SELECT OrderDate,SalesOrderNumber,CustomerID,Subtotal,TaxAmt,TotalDue FROM Sales.SalesOrderHeader WHERE NOT CurrencyRateID IS NULL
Because data stored in a database may not be in the right representation for a particular situation, you can transform it to make it useful. In the following example, the CASE clause is used to specify a new field that is related to another field stored in a database. A new type called FreightType has been created, and this type can have three valuesSoft, Normal, and Harddepending on the value of Freight stored in the database. The FreightType will be Soft if freight is less than 25, Normal if between 25 and 700, and Hard if greater than 700.
SELECT ShipDate,SalesOrderNumber,CustomerID,Subtotal,TaxAmt,TotalDue, CASE WHEN Freight<25 THEN 'Soft' WHEN Freight between 25 and 700 THEN 'Normal' ELSE 'Hard' END FreightType FROM Sales.SalesOrderHeader WHERE ShipDate='20010708'
The following figure illustrates the result of executing this query.
The CASE clause is a powerful tool to use in queries. You can also create a CASE statement for calculated fields. Because you can index the calculated columns in a database, these indexes can then be used to improve performance on some queries using these calculated values.
Suppose that you need to obtain the Subtotal, TaxAmt, and Total for all orders in the SalesOrderHeader table from July 2001. This can be accomplished in two different ways. The first is as follows :
SELECT Subtotal,TaxAmt,TotalDue FROM Sales.SalesOrderHeader WHERE YEAR(ShipDate)=2001 AND MONTH(ShipDate)=7
|More Info|| |
System functions, such as year and month , will be introduced later in this chapter.
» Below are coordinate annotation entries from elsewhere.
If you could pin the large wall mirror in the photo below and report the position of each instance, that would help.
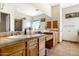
(4, 22)
(18, 24)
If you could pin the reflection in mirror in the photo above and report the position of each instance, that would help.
(4, 22)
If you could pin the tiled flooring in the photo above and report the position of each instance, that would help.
(64, 49)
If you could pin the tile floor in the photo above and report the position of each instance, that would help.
(64, 49)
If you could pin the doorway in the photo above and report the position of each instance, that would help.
(4, 22)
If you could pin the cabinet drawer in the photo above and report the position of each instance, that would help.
(42, 45)
(42, 52)
(48, 37)
(31, 42)
(42, 38)
(12, 48)
(19, 53)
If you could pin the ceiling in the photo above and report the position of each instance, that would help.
(33, 9)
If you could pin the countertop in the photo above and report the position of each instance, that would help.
(5, 41)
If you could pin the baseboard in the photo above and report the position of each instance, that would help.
(70, 41)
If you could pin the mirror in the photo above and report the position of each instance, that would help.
(4, 22)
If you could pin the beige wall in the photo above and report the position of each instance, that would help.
(9, 9)
(56, 12)
(70, 25)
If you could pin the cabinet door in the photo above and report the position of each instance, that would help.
(19, 53)
(48, 24)
(33, 50)
(55, 37)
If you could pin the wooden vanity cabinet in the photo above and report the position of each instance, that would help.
(49, 41)
(42, 46)
(32, 47)
(55, 37)
(17, 49)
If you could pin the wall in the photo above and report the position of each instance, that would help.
(43, 24)
(19, 15)
(70, 25)
(8, 8)
(14, 14)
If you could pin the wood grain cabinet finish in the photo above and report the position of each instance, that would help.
(55, 37)
(13, 49)
(32, 47)
(42, 46)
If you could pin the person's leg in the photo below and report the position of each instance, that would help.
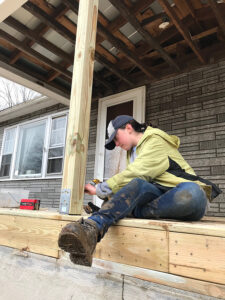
(130, 198)
(187, 202)
(80, 238)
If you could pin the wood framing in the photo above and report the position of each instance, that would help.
(8, 7)
(80, 105)
(183, 255)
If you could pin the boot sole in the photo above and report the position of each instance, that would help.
(70, 242)
(81, 260)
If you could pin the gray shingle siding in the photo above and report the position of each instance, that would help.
(190, 105)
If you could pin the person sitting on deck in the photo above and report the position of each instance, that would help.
(157, 183)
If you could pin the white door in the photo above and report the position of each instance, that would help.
(108, 163)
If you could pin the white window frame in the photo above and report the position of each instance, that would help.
(138, 96)
(44, 174)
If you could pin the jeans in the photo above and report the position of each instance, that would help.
(187, 202)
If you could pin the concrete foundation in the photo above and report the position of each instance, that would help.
(26, 276)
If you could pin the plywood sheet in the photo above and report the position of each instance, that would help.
(196, 256)
(30, 234)
(135, 246)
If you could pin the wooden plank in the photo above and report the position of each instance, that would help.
(19, 45)
(9, 7)
(179, 282)
(182, 29)
(29, 234)
(220, 18)
(126, 13)
(122, 245)
(196, 256)
(80, 105)
(207, 226)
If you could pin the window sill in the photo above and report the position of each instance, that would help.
(22, 179)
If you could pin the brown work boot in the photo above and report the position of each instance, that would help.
(79, 239)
The other method is found below.
SELECT Subtotal,TaxAmt,TotalDue FROM Sales.SalesOrderHeader WHERE ShipDate BETWEEN '20010701' AND '20010731'
There are no differences between the results of these two queries, for both obtain the orders shipped during July 2001. However, there are differences in the execution of these queries. The first query retrieves the date and month; after obtaining all rows, the calculation and comparison are completed. The second query makes only the comparison, not the calculation. If an index exists for these columns, it will be used in the second query but not in the first one. Therefore, the second query will be faster.
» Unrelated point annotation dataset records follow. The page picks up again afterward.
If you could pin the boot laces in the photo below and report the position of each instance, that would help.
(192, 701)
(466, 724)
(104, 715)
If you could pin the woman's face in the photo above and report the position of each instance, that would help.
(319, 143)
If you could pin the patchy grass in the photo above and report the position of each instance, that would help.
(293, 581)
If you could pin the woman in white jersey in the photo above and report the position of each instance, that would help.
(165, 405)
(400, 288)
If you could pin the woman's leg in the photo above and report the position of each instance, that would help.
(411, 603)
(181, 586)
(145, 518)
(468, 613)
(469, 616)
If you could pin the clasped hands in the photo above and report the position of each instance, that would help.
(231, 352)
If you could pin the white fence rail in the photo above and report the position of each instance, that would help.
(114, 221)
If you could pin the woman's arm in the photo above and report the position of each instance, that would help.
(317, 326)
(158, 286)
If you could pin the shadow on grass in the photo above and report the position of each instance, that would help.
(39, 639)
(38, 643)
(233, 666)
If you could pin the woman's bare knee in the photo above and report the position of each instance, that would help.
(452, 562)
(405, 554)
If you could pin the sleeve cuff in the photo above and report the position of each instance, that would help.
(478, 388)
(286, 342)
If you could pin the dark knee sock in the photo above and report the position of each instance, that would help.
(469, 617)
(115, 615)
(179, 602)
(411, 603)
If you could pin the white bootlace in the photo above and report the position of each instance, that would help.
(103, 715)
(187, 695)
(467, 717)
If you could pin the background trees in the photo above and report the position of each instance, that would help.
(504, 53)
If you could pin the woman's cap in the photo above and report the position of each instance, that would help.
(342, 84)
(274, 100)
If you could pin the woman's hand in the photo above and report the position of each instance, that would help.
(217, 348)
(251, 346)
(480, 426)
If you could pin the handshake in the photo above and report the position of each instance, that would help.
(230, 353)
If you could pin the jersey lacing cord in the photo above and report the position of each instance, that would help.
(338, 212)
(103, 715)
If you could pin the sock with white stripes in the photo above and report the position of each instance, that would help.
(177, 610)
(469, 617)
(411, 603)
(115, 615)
You can create an index using the following command:
CREATE INDEX ix_SalesOrderHeader_shipdate ON Sales.SalesOrderHeader (Shipdate)
As shown on the following page, the first sentence needs to scan the entire index to obtain the month and year and then compare them with the constants. The second sentence performs an index seek operation, whereby only the needed records of the index will be read, thus achieving better performance and consuming less server resources.
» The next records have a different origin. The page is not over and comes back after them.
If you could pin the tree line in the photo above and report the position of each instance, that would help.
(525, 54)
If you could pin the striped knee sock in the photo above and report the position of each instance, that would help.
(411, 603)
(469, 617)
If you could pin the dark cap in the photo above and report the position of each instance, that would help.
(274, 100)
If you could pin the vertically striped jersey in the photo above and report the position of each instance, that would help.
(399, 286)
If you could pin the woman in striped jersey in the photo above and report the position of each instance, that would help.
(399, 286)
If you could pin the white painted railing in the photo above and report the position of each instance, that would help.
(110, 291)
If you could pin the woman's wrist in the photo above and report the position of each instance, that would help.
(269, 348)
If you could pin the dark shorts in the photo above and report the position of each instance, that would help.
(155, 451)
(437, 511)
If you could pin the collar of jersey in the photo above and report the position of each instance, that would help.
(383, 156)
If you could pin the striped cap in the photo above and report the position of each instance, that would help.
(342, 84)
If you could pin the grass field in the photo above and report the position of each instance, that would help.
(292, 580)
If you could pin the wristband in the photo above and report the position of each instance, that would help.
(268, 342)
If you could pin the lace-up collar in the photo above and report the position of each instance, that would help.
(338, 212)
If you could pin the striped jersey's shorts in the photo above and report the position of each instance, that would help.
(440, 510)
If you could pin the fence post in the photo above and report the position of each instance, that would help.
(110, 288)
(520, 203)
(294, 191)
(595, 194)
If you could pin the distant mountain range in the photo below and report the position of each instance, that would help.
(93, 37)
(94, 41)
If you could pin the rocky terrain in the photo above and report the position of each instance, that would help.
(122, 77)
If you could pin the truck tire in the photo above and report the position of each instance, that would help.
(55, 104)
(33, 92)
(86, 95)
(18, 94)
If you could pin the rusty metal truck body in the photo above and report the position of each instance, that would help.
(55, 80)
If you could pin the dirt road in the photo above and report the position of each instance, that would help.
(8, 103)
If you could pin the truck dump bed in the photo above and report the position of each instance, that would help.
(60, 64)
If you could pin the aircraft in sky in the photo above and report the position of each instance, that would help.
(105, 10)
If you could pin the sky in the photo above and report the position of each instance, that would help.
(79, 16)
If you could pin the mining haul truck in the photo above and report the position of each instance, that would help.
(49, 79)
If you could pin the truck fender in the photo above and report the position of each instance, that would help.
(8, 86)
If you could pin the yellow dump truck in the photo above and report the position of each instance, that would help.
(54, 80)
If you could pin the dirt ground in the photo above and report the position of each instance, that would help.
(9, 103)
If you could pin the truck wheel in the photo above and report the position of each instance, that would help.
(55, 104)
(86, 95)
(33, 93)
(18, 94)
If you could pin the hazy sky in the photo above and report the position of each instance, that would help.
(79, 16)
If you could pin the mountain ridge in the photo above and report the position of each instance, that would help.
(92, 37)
You can compare the execution of the two sentences by selecting both sentences on SQL Server Management Studio and displaying the estimated execution plan by pressing Crtl + L or by choosing Display Estimated Execution Plan from the Query menu.
Various strategies exist to optimize T-SQL queries by using indexes. Avoiding the use of functions, operations, and transformations on fields makes these strategies more efficient. After designing your queries, you can use the database Tuning Advisor to find indexes, find partitioning strategies, and find other recommendations to improve execution performance.